I had noticed that two items lay on the top shelf of the jewelry box, a strand of pearls and a gold-framed picture, portrait sized, facedown. Nodding to the box, I said, “Is that his picture?”
She looked at the box, shook her head. “No.” She reached out, carefully lifted the picture off the velvet lining, and handed it to me.
It was a photograph of a young woman, taken sometime toward the end of the last century. She wore a light-colored dress, its sleeves long, its skirt pleated, its waist sashed; and over it a matching, tightly fitted jacket
whose short ruffled sleeves were bordered with lace. Her blond hair was parted in the middle and pulled back into a bun, a few tendrils escaping artfully at her temples. She stood sideways to the camera, looking into it, holding a bonnet behind her back, a pose that demonstrated to best advantage an excellent, almost a voluptuous, figure. The pose, with the lighting and the expression on her face, seemed to be striving for, while not quite achieving, a soulful esthetic delicacy.
Possibly her face was at fault. Her eyes were set too deeply and too far apart; her mouth was a shade too narrow, a shade too thin. It was a face that suggested some small but potentially troubling weakness of character: willfulness, perhaps, or pettiness.
For all that, she was a very pretty woman, and I said so to Miss Lizzie.

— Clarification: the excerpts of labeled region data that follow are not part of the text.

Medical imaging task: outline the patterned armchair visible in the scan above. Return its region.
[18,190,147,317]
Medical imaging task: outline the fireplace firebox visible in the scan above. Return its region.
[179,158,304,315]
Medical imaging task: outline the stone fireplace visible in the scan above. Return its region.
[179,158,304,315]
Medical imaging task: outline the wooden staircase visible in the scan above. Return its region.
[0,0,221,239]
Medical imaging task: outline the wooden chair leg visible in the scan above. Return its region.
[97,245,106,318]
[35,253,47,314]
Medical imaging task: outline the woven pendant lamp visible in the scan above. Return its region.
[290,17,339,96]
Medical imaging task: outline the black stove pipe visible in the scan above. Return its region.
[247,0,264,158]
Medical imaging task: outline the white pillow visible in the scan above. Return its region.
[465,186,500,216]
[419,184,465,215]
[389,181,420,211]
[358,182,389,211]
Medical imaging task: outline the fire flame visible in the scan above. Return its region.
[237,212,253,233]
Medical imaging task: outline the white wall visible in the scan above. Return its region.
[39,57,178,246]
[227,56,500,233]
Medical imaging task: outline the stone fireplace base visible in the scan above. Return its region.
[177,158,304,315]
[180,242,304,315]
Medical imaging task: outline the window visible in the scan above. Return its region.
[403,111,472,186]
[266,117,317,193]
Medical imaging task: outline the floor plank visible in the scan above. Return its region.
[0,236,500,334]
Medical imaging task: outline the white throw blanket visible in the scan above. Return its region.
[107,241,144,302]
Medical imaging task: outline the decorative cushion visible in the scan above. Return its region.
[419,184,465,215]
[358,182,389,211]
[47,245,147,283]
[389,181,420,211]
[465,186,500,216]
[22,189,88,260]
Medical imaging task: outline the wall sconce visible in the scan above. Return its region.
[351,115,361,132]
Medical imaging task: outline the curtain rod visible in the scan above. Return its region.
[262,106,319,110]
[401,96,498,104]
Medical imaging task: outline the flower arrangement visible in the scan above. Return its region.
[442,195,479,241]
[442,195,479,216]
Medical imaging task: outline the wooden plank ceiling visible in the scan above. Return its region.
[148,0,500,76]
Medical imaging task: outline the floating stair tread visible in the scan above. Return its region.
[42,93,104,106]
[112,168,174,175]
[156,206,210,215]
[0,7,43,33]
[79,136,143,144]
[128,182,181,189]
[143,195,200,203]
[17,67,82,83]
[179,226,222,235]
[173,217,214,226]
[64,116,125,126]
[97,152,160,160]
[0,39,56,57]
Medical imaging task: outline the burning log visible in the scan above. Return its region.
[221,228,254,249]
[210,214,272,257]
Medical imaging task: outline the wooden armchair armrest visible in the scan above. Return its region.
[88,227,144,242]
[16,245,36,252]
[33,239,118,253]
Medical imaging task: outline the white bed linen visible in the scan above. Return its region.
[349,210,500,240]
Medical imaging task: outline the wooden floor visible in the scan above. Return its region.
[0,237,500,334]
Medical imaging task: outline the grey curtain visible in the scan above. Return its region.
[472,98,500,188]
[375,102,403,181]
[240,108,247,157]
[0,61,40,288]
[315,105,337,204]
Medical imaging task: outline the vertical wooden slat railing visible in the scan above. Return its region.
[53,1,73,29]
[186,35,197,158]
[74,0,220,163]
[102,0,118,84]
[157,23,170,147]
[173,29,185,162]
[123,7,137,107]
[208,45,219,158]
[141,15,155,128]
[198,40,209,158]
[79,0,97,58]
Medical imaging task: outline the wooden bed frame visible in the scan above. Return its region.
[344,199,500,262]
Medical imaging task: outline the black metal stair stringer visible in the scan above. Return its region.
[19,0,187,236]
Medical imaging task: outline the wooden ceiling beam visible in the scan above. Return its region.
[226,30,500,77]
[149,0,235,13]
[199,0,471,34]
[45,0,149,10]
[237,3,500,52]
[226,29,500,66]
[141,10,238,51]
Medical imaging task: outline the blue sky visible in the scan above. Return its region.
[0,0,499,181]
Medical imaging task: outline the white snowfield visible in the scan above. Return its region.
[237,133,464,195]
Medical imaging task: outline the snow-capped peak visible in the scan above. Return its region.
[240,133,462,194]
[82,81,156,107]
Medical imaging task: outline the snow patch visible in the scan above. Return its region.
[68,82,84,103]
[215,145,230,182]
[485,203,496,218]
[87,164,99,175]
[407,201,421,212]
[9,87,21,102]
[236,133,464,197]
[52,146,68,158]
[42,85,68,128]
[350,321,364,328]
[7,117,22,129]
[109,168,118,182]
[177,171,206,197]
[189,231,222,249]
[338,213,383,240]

“Yes,” she said, and took another sip from her glass. “She was very pretty.”
“What happened to her?” I asked.
“I killed her,” she said.
NINETEEN
MY FACE MUST have shown my shock, for Miss Lizzie smiled and said, “No, not out here, not in the real world.” She gave the word real a slight sarcastic emphasis. “No. In here.” She gestured with the glass toward her breast. “In my heart.”
“Why?” I asked her. “Who was she?”
She pursed her lips and raised her eyebrows speculatively. “Who was she.” She sipped at her drink, then shrugged lightly. As though it answered the question, she said, “She was an actress.”
This I found not especially illuminating. “An actress?”
“One of the best,” Miss Lizzie said simply, and I could see her lassitude begin to fall away. “She was brilliant. I’ve seen Eleanora Duse and Sarah Bernhardt, and neither of them could hold a candle to her.”
She picked up her cigar, puffed at it, put it back down. “I saw her first in 1904 at the Colonial in Boston. Lady Macbeth. Do you know Macbeth?”
I shook my head.
“Lady Macbeth is a difficult role, you see. She’s not a very nice person. She goads her husband into killing the King of Scotland so the two of them can take over the kingdom. She’s tremendously ambitious. A monster, in fact. And many actresses play her that way. Gnashing their teeth, sweeping their arms about, tearing out their hair. Unredeemed evil.”